Last week, the burger chain said it had hired external consultants to investigate unauthorized activity on an internal security system, prompted by a specific incident in which the unauthorized access was cut off a week after it was identified, McDonald’s said. The Wall Street Journal, which first reported the news, says that the company's data was breached in the U.S., South Korea and Taiwan. Data that was reportedly accessed included restaurant information, such as square footage, but not "sensitive or personal" customer or employee data. However, the company asked employees and franchisees to look out for phishing emails and to use discretion when asked for information.
Ed Bishop, co-founder & CTO, Tessian, says, “Hackers will be quick to exploit the business contact details exposed in this breach, either simply selling the data or using the information to send convincing phishing, smishing or vishing attacks to victims of the breach. For example, cybercriminals could send phishing emails to individuals whose contact details were breached, asking them to click a link to update their username and password in the wake of the incident, in order to harvest credentials and gain access to data and systems. In a more advanced attack, the cybercriminal could use the knowledge that the contact has a business email relationship with McDonald’s and impersonate the brand to create further legitimacy to the attack. With people's phone numbers being exposed too, cybercriminals could make their social engineering campaigns even more convincing by following up their email with a voice phishing — vishing — call."
Bishop adds, "The warning for all McDonald's employees and franchisees, then, is to watch out for phishing emails and verify any requests for payments or information with the supposed source via another means of communication before complying with the request. No matter how urgent the message appears, always take a minute to check its legitimacy.”
McDonald’s said attackers stole customer emails, phone numbers and addresses for delivery customers in South Korea and Taiwan. In Taiwan, hackers also stole employee information including names and contact information, McDonald’s said.
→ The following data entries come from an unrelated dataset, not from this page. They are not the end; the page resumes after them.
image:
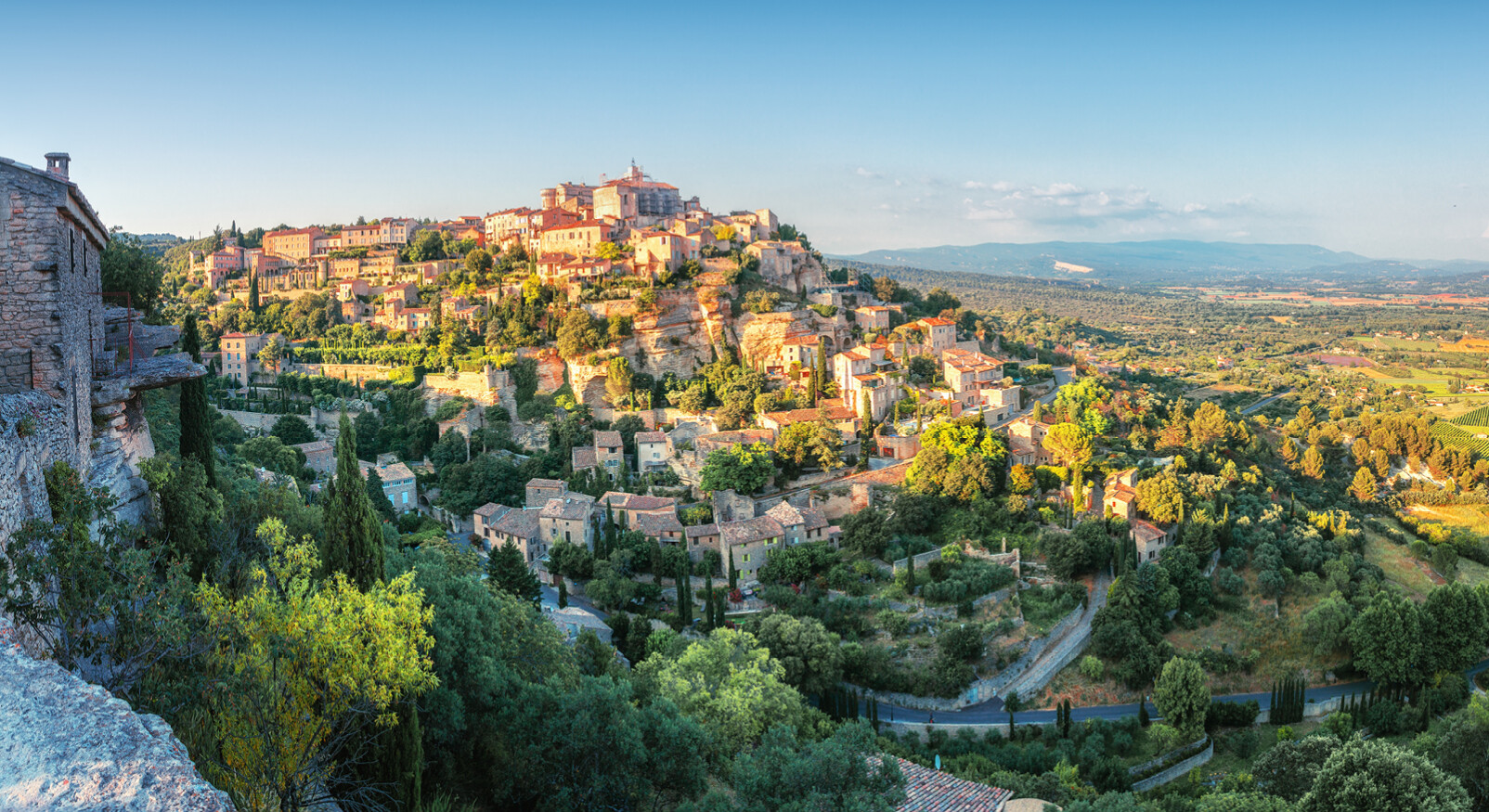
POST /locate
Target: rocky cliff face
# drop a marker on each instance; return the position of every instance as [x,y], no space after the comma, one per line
[67,745]
[759,336]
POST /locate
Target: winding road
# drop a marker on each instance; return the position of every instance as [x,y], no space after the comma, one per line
[992,711]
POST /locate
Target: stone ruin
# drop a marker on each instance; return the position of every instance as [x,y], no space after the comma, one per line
[71,370]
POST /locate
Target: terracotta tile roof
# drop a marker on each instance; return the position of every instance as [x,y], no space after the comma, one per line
[523,523]
[569,508]
[608,439]
[928,790]
[1146,531]
[654,525]
[751,530]
[579,225]
[835,414]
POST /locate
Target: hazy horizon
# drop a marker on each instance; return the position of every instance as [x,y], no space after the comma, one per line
[879,128]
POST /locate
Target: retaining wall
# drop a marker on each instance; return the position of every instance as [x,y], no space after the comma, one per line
[1176,770]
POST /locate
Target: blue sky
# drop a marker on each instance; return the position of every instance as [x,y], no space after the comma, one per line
[870,125]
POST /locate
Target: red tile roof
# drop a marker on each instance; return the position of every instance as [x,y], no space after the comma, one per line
[928,790]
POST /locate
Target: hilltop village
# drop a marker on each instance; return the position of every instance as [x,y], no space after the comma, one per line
[620,503]
[642,291]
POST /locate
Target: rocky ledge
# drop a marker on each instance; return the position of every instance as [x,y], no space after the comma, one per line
[146,374]
[69,745]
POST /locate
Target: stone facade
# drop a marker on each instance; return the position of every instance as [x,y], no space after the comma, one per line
[51,313]
[71,367]
[67,745]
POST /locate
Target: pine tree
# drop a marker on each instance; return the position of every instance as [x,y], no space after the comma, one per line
[353,533]
[1314,463]
[194,414]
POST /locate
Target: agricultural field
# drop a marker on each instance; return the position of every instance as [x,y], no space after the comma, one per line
[1417,577]
[1403,343]
[1451,434]
[1474,421]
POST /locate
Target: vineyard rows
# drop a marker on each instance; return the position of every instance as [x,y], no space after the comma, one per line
[1477,417]
[1451,434]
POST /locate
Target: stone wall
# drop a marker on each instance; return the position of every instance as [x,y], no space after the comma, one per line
[49,247]
[67,745]
[33,434]
[1176,770]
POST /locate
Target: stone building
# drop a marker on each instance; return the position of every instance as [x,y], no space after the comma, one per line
[71,367]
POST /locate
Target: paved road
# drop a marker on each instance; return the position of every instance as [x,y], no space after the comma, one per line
[1264,402]
[992,710]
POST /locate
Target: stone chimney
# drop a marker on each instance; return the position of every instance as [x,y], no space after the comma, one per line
[57,164]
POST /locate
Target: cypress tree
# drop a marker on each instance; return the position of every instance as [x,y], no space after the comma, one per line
[685,597]
[353,533]
[709,602]
[821,367]
[195,424]
[401,762]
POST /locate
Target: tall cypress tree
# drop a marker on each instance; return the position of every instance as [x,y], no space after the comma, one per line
[195,424]
[707,602]
[685,595]
[353,533]
[821,367]
[355,548]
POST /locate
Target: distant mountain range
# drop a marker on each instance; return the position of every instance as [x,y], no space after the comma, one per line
[1172,262]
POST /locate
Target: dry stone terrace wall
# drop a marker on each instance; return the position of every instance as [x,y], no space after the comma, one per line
[33,434]
[49,281]
[67,745]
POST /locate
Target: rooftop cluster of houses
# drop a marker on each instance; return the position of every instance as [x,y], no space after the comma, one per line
[552,513]
[574,237]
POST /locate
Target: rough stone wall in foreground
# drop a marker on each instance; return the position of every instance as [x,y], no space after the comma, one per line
[67,745]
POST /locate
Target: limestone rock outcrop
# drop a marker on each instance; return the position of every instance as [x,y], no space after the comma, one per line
[67,745]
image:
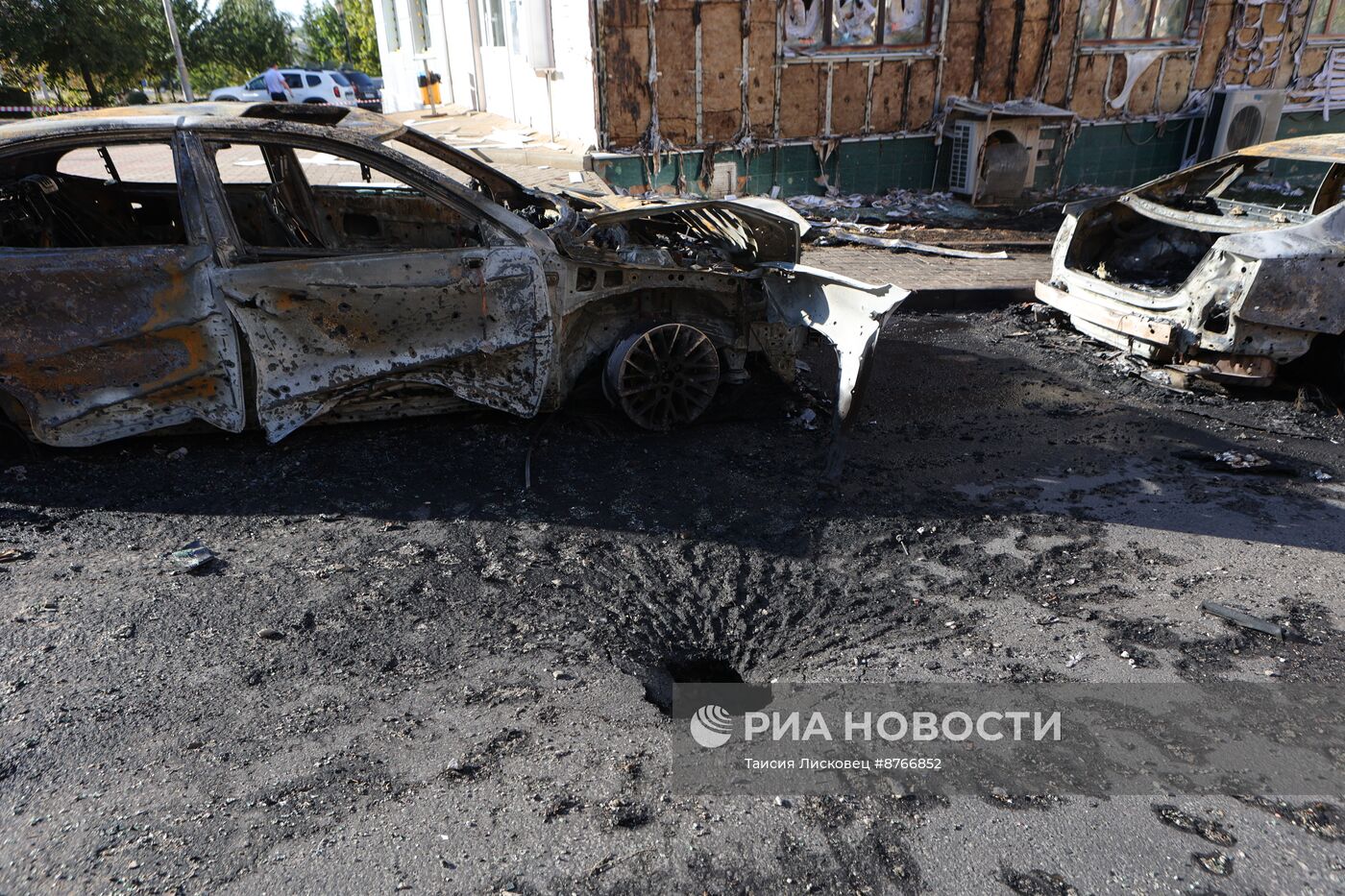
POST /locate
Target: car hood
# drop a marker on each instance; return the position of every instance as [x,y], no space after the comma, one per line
[743,231]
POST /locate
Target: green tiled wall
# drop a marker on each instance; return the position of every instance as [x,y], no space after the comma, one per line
[1109,155]
[1123,155]
[864,166]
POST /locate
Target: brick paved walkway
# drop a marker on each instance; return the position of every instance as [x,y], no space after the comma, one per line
[935,274]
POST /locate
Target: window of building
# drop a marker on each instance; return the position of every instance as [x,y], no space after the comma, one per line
[420,26]
[1140,19]
[392,26]
[1328,17]
[857,23]
[493,23]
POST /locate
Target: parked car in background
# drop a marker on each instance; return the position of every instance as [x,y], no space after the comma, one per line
[306,85]
[367,94]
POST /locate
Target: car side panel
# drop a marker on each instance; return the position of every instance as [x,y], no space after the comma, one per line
[104,343]
[322,331]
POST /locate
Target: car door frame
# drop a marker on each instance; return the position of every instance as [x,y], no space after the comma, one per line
[171,325]
[506,275]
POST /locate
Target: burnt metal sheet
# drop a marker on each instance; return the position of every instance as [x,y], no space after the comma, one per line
[475,322]
[744,230]
[847,312]
[104,343]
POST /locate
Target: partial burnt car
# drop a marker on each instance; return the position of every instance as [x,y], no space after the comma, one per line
[170,265]
[1224,271]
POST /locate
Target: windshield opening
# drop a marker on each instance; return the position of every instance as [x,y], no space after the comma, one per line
[1244,186]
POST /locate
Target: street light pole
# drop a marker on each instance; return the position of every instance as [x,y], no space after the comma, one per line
[177,49]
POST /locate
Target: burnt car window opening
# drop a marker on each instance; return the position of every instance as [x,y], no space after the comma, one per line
[91,195]
[1246,183]
[289,200]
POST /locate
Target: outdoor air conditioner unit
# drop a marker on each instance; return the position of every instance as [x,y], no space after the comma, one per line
[1239,118]
[992,159]
[965,174]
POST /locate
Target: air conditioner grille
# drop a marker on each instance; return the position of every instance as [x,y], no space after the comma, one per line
[1244,130]
[959,174]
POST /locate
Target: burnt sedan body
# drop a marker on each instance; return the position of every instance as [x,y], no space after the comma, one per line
[1224,271]
[232,285]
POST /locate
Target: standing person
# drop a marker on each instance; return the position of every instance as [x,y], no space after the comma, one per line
[276,85]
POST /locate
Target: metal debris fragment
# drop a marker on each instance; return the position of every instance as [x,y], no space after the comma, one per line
[1244,619]
[192,557]
[908,245]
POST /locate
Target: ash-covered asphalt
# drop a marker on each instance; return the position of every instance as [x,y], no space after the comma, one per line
[406,671]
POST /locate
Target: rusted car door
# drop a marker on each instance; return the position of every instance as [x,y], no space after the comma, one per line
[103,332]
[382,281]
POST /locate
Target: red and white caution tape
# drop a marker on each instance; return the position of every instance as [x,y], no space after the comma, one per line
[47,109]
[61,109]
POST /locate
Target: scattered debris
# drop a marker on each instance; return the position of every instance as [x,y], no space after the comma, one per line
[1187,824]
[1216,862]
[1318,818]
[1237,463]
[1241,462]
[1036,883]
[192,557]
[1244,619]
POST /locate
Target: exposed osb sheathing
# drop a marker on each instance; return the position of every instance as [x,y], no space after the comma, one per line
[992,50]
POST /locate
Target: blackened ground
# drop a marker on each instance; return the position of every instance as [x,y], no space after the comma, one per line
[405,670]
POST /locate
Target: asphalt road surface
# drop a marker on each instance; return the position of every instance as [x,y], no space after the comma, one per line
[405,671]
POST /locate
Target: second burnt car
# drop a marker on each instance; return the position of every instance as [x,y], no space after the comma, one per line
[174,265]
[1226,271]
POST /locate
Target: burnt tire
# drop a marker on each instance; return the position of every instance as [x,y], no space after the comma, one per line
[663,375]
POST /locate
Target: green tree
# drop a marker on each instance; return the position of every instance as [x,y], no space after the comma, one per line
[342,34]
[107,46]
[245,36]
[323,34]
[363,36]
[104,46]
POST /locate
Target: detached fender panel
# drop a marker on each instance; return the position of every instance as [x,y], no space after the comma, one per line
[850,315]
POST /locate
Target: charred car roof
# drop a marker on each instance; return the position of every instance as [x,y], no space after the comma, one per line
[202,114]
[1322,147]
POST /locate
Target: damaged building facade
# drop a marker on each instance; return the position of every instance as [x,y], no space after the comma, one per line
[750,96]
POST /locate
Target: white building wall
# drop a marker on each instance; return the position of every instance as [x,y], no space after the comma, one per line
[401,60]
[514,87]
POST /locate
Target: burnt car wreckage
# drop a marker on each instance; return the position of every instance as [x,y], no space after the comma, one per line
[1224,271]
[269,301]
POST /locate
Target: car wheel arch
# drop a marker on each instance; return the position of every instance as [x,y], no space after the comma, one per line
[589,334]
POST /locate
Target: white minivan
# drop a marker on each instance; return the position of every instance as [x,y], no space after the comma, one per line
[306,85]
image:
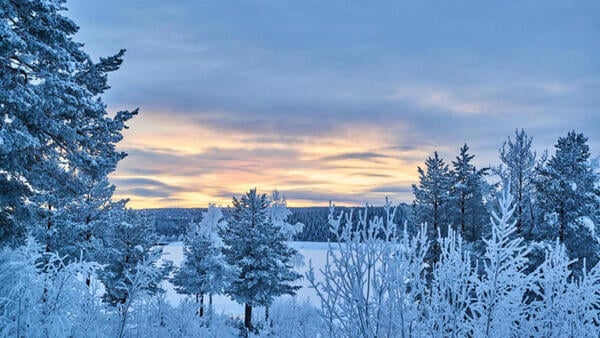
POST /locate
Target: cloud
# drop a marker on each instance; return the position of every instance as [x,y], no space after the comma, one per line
[354,156]
[392,189]
[331,99]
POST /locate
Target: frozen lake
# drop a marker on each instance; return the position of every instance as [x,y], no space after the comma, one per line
[313,251]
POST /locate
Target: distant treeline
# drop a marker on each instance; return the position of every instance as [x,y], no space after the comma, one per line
[171,223]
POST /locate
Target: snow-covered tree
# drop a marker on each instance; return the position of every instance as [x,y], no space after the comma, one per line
[500,289]
[449,302]
[256,250]
[204,270]
[129,245]
[279,214]
[432,194]
[372,284]
[570,199]
[55,132]
[467,211]
[518,165]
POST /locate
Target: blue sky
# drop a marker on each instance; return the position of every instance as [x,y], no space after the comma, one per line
[335,99]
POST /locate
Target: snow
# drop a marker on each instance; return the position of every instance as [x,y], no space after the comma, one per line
[313,251]
[587,223]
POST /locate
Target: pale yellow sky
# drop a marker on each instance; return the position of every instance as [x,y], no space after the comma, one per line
[176,162]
In a statement to ABC News, McDonald’s Corporation said, "While we were able to close off access quickly after identification, our investigation has determined that a small number of files were accessed, some of which contained personal data." The company added that, "In the coming days, a few additional markets will take steps to address files that contained employee personal data."
Richard Blech, CEO, XSOC CORP., says, "This breach like so many of the others, is just plainly unacceptable given the universal awareness now about these cyber-attacks. What this says about the state of US infrastructure is that many of the large US enterprises have clearly not taken the necessary measures to stop these types of breaches. I would expect that we are going to find that there was human error involved somewhere in this McDonald’s breach. And human error is usually the number one culprit. This is where large enterprises and government entities are significantly lacking in their efforts to ensure that they have, across the board, trained all staff and employees of, what should be a required job function, of the best practices and rules of conduct when operating within the network or infrastructure. Additionally, and this is the most surprising, is that there are a plethora of tools and resources to “white hat” hack/test an environment to find all areas of exposure, even where human error could occur and then enterprises would be in position to better prevent breaches and not be put in the position to only reacting, after the fact."